With wolves, the harassment of cattle by the predator and the constant vigilance from the rancher is also taking its toll, she said.
“It’s putting people out of business,” Barrett said.
She also sees growth in the size of the state government as a big problem that still needs to be addressed. She puts the blame for this growth in the lap of Democratic Governor Brian Schweitzer.
“Our government grew drastically in the last seven years,” Barrett said. “We’re a bit top heavy. We don’t need all the government we have.”
However, solving the issues faced by the citizen’s of Montana didn’t seem to be the primary concern by the 2011 Montana Legislature, said Turner. Last session the legislature took up bills calling for the removal of the United States from the United Nations and making hunting with spears legal. Barrett supported both bills.
“She and the other Tea Partiers in the legislature spent most of the last session trying to push through extreme, time-wasting, and often absurd bills,” Turner wrote in an email explaining his reasons for running for office.
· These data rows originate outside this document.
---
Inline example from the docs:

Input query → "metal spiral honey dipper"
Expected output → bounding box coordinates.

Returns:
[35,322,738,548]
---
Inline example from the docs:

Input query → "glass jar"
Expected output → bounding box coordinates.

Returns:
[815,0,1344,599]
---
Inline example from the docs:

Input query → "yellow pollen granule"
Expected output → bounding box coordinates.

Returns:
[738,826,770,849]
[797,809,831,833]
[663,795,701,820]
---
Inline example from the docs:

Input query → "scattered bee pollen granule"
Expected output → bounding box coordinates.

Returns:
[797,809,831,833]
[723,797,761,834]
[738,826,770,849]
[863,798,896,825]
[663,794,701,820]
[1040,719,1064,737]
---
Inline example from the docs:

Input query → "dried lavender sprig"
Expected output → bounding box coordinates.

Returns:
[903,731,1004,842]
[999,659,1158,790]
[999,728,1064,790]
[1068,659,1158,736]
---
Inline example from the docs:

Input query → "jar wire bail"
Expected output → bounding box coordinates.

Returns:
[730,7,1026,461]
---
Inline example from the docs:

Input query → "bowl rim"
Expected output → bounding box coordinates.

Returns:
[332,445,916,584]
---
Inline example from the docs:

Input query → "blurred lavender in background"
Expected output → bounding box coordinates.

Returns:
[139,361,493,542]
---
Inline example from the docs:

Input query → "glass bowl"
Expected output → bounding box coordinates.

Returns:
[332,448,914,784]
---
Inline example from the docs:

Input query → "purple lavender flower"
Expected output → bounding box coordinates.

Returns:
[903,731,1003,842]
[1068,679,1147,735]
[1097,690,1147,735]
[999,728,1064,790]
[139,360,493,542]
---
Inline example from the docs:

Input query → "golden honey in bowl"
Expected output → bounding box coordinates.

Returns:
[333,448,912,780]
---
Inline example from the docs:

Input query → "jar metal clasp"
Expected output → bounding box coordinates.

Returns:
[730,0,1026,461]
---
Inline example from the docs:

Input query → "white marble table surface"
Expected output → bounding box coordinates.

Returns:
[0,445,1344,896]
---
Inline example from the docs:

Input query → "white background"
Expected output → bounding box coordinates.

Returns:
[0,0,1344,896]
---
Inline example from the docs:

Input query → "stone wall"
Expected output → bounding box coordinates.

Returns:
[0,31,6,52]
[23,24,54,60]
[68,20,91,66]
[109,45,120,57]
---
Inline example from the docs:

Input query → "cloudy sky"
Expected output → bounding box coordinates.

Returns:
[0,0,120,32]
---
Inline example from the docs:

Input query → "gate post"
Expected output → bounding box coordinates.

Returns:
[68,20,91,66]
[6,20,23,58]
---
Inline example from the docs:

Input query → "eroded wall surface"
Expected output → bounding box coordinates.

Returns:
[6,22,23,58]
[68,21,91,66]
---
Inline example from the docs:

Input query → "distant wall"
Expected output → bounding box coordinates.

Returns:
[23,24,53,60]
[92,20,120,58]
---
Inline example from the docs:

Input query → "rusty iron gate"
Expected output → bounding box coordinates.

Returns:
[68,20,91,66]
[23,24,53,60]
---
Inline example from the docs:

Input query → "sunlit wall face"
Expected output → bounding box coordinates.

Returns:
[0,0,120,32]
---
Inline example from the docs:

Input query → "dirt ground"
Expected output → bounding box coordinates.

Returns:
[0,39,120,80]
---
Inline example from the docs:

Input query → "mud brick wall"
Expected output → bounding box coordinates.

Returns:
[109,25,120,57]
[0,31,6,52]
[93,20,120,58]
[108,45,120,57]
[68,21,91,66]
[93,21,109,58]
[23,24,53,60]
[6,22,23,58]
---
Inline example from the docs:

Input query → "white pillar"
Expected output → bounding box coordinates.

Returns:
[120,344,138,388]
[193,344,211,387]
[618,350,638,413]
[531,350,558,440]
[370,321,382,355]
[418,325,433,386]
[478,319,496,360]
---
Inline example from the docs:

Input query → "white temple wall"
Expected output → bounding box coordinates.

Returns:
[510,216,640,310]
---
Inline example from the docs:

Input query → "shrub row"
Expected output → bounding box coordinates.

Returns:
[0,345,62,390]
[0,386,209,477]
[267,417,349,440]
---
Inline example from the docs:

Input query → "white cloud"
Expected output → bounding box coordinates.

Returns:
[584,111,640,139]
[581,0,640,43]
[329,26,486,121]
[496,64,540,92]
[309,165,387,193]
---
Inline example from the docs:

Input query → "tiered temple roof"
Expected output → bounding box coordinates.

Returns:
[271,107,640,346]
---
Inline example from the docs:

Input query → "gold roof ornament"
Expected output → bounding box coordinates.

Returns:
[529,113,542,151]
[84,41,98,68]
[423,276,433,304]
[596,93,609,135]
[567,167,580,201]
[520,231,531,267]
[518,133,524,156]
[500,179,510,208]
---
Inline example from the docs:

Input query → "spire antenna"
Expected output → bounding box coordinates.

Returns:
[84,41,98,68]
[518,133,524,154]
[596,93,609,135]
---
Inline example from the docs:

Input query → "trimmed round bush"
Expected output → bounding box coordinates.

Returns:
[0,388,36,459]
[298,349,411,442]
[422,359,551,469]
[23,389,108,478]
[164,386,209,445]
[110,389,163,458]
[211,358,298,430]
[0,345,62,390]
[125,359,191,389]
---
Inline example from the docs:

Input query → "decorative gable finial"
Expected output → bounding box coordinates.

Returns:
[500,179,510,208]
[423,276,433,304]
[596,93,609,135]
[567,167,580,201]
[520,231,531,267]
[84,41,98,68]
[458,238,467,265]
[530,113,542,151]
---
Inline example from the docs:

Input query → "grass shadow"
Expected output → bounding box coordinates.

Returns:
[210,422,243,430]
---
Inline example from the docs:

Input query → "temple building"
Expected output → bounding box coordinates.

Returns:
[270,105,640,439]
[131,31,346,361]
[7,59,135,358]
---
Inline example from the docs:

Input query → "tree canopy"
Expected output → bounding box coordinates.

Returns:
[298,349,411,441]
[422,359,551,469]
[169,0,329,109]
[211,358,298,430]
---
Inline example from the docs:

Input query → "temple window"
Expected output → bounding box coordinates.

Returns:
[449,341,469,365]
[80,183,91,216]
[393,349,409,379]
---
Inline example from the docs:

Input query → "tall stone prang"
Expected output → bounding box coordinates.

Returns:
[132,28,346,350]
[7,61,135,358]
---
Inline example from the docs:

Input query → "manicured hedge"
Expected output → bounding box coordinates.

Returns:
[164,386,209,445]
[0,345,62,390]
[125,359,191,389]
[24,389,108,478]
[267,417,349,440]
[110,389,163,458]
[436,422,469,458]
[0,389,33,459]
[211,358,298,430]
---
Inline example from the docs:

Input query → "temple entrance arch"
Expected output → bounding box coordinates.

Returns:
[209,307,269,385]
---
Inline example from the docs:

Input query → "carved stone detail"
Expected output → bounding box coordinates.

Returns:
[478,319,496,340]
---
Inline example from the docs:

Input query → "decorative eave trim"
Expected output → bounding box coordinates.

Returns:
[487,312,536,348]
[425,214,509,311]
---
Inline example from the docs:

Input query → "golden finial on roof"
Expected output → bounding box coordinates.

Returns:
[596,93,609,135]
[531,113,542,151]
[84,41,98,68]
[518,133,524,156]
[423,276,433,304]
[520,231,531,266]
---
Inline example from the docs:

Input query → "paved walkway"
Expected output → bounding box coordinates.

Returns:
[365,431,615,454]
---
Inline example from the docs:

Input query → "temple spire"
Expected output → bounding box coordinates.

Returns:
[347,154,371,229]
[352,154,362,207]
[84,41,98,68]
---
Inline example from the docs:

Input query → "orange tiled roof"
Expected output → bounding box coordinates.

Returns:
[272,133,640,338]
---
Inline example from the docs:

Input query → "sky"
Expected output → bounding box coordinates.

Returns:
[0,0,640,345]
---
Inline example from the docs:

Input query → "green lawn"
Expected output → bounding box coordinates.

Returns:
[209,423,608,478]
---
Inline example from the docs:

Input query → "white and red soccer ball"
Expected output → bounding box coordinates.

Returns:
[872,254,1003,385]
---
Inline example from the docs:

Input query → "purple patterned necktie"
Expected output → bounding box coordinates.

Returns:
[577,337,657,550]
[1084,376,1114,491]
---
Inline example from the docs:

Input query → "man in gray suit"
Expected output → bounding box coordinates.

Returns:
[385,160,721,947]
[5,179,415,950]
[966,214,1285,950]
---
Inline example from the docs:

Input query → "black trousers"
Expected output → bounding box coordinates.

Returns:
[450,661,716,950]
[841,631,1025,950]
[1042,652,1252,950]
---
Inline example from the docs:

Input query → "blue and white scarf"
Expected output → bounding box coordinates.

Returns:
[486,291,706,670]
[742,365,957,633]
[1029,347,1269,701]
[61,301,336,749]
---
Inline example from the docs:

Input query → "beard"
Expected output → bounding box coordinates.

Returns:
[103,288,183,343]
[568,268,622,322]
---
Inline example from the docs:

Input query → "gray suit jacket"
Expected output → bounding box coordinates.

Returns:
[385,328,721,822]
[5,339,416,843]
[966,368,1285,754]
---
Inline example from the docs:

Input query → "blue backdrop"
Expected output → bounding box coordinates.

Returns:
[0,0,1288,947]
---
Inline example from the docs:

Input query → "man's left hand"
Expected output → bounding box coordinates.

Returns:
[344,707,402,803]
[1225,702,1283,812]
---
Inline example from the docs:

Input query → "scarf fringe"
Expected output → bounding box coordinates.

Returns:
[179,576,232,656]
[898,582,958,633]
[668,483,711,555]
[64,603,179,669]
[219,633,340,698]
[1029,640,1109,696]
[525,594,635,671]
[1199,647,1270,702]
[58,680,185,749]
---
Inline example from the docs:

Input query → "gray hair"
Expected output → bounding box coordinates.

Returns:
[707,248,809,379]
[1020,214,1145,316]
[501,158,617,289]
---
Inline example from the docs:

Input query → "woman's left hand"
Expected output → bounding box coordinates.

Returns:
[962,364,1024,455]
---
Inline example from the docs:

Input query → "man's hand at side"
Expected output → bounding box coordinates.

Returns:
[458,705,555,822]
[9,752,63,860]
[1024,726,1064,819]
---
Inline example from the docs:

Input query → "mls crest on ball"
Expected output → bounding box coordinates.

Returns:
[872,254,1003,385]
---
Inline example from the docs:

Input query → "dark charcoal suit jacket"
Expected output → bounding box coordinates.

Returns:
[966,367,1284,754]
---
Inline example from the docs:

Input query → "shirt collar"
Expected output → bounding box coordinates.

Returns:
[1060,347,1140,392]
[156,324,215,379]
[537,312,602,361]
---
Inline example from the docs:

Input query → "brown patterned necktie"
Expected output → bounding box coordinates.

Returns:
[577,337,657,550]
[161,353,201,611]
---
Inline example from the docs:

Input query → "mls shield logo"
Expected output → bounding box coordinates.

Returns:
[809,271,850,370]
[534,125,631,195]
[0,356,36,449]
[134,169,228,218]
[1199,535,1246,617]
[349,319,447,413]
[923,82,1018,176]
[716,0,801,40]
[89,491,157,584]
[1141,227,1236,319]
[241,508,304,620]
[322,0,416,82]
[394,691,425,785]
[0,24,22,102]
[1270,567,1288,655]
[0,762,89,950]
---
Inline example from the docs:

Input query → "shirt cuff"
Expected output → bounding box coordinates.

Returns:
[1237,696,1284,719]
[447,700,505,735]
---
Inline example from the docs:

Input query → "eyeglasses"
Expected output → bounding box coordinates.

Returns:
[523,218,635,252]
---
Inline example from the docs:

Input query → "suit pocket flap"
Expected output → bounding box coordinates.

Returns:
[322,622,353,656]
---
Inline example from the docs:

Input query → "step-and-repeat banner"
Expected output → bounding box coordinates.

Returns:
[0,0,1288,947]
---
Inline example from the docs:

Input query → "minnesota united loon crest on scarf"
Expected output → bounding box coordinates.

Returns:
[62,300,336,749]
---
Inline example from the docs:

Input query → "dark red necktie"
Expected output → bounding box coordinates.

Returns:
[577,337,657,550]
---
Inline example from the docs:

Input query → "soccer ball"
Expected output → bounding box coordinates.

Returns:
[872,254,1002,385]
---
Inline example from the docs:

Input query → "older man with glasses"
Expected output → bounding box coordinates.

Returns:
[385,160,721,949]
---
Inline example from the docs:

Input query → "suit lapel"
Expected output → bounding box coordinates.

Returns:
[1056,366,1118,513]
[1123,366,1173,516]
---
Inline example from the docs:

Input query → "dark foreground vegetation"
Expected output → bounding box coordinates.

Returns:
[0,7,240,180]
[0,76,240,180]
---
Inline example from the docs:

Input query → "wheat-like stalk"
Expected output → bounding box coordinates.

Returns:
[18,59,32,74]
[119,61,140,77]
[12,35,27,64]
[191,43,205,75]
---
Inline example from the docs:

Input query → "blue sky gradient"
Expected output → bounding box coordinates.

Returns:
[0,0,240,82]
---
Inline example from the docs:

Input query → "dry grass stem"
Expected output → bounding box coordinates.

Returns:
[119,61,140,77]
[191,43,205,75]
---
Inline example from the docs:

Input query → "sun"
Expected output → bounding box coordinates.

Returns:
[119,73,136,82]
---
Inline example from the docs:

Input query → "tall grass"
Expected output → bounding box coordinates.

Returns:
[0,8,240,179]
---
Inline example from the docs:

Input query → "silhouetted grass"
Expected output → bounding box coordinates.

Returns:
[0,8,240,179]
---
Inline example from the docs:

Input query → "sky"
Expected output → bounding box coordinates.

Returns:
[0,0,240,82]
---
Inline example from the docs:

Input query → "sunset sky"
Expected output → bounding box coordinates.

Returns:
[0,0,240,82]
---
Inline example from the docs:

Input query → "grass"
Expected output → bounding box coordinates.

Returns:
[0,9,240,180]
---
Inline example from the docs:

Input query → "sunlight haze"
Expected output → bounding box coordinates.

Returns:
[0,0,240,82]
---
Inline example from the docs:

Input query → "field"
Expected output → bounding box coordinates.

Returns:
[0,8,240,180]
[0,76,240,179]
It seems like the wealthy are well represented in Helena, but the common folks of Montana don’t enjoy the same kind of attention, he said.
“I just think in general we need to not forget about people without a lot of money,” he said.
Over the next several months, he plans on visiting with people across the SD 36 to try and understand their needs and concerns.
Turner is pro-choice and does support protecting a woman’s right to make her own decisions about what happens to her body. He supports equal priced health insurance for women and is a proponent of programs geared at providing health care to low-income and disadvantaged children.